Liu became a member of the CCP Central Committee in 2013, when he became a deputy director of the National Development and Reform Commission, as well as the director of the Office of the Central Leading Group for Financial and Economic Affairs. During this period, he advised CCP general secretary Xi Jinping on economic affairs, and was considered a primary architect of Xi's economic policies. He was promoted to the Politburo in 2017 and became a vice premier in 2018, where he continued to take on economic policies and also became the top trade negotiator with the United States due to the China–United States trade war. Liu retired from the Politburo in 2022, and stepped down from vice premiership in 2023.
He has published widely on macroeconomics, Chinese industrial and economic development policy, new economic theory and the information industry, writing five books and over 200 articles.[1][4]
Liu briefly worked as a researcher in the Development Research Center of the State Council between 1986 and 1987.[1] Afterwards, he worked as a deputy director of the Research Office of the State Planning Commission, and later a deputy director of the Industrial Policy and Long-term Planning Department of the Commission between 1987 and 1998.[1] Between the years of 1998 and 2001, he serves as the executive deputy director of the State Information Center, and concurrently the chairman of the China Economic Information Company.[1] He was a deputy director at the State Council Information Office (SCIO) between 2001 and 2003, in charge of e-commerce and international cooperation.[1]
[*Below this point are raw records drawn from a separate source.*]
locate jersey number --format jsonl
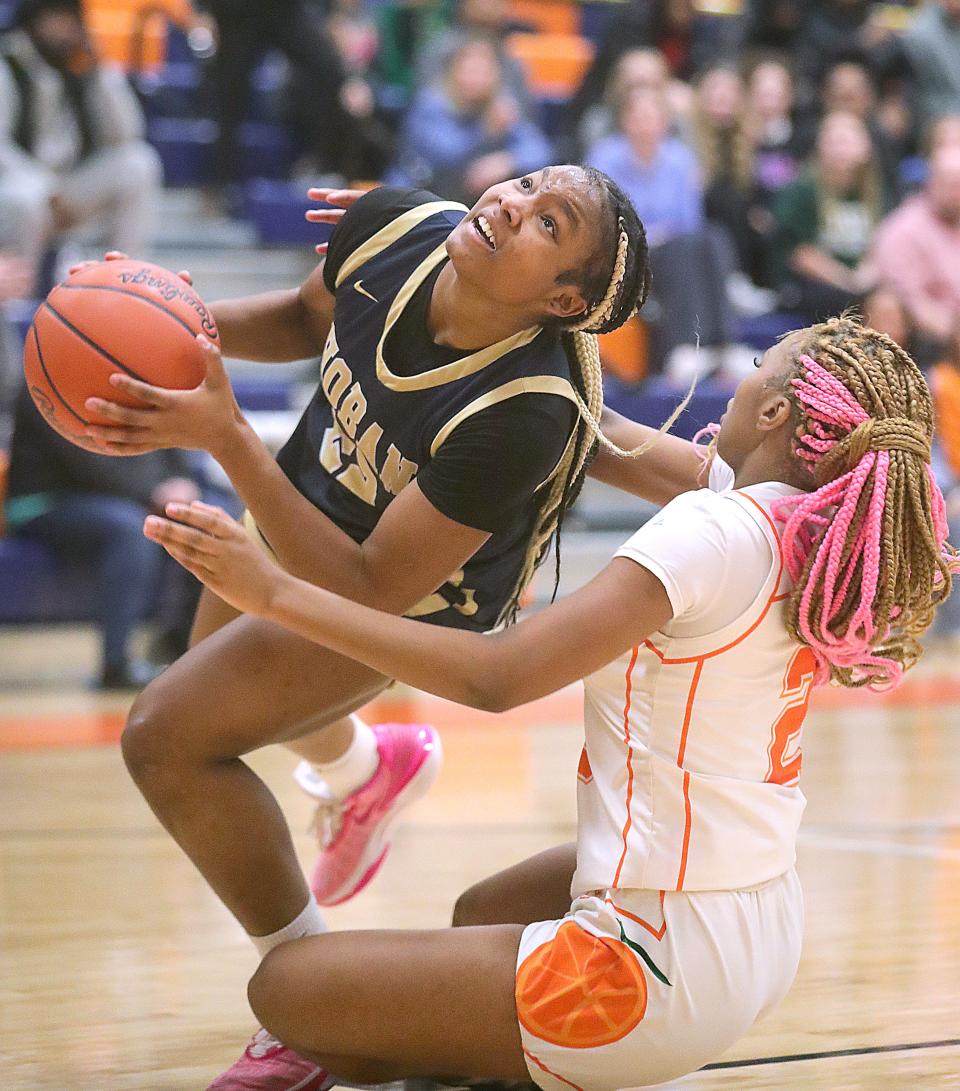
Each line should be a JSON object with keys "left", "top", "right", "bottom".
{"left": 765, "top": 646, "right": 816, "bottom": 787}
{"left": 320, "top": 421, "right": 418, "bottom": 506}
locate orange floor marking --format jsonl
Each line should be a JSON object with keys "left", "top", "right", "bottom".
{"left": 2, "top": 670, "right": 957, "bottom": 755}
{"left": 0, "top": 711, "right": 128, "bottom": 751}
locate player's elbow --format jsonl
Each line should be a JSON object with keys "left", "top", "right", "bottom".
{"left": 465, "top": 656, "right": 523, "bottom": 713}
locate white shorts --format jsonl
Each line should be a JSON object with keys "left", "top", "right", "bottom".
{"left": 515, "top": 869, "right": 803, "bottom": 1091}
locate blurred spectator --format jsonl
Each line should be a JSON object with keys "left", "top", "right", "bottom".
{"left": 746, "top": 58, "right": 803, "bottom": 281}
{"left": 322, "top": 0, "right": 394, "bottom": 181}
{"left": 195, "top": 0, "right": 352, "bottom": 189}
{"left": 0, "top": 253, "right": 31, "bottom": 448}
{"left": 0, "top": 0, "right": 161, "bottom": 292}
{"left": 375, "top": 0, "right": 451, "bottom": 100}
{"left": 567, "top": 0, "right": 747, "bottom": 145}
{"left": 928, "top": 323, "right": 960, "bottom": 638}
{"left": 385, "top": 35, "right": 551, "bottom": 204}
{"left": 587, "top": 87, "right": 743, "bottom": 380}
{"left": 745, "top": 0, "right": 805, "bottom": 51}
{"left": 690, "top": 65, "right": 758, "bottom": 275}
{"left": 771, "top": 111, "right": 886, "bottom": 320}
{"left": 413, "top": 0, "right": 536, "bottom": 118}
{"left": 869, "top": 145, "right": 960, "bottom": 360}
{"left": 586, "top": 87, "right": 701, "bottom": 246}
{"left": 789, "top": 1, "right": 877, "bottom": 98}
{"left": 817, "top": 57, "right": 909, "bottom": 198}
{"left": 747, "top": 58, "right": 802, "bottom": 192}
{"left": 862, "top": 282, "right": 913, "bottom": 346}
{"left": 929, "top": 113, "right": 960, "bottom": 152}
{"left": 900, "top": 0, "right": 960, "bottom": 131}
{"left": 4, "top": 384, "right": 203, "bottom": 688}
{"left": 575, "top": 47, "right": 692, "bottom": 155}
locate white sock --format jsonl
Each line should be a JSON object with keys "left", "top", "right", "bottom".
{"left": 309, "top": 715, "right": 380, "bottom": 800}
{"left": 250, "top": 895, "right": 327, "bottom": 959}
Liu became a deputy director of the Central Leading Group for Financial and Economic Affairs in 2003, a position he served until 2011, where he was responsible for macro-economic policy planning and drafting speeches for CCP general secretary Hu Jintao during the Central Economic Work Conference.[1] He briefly returned to the Development Research Center between 2011 and 2013, where he served as the CCP secretary and deputy director.[1]
In 2013, he became a member of the CCP Central Committee, and was appointed as a deputy director and CCP secretary of the National Development and Reform Commission, serving in that office until 2018.[1] He also became the director of the Office of the Central Leading Group for Financial and Economic Affairs, which was later upgraded to a commission in 2018.[1] During this time, Liu began advising CCP general secretary Xi Jinping on a series of economic initiatives, and was believed to be one of the primary architects of Chinese economic policy at the time. He has been described as "one of the technocrats that Xi Jinping trusts a great deal".[5] He was the chief drafter of the communiqué at the Third Plenum of the 18th National CCP Congress, which promised to give "market forces" a "decisive" role in allocating resources.[1]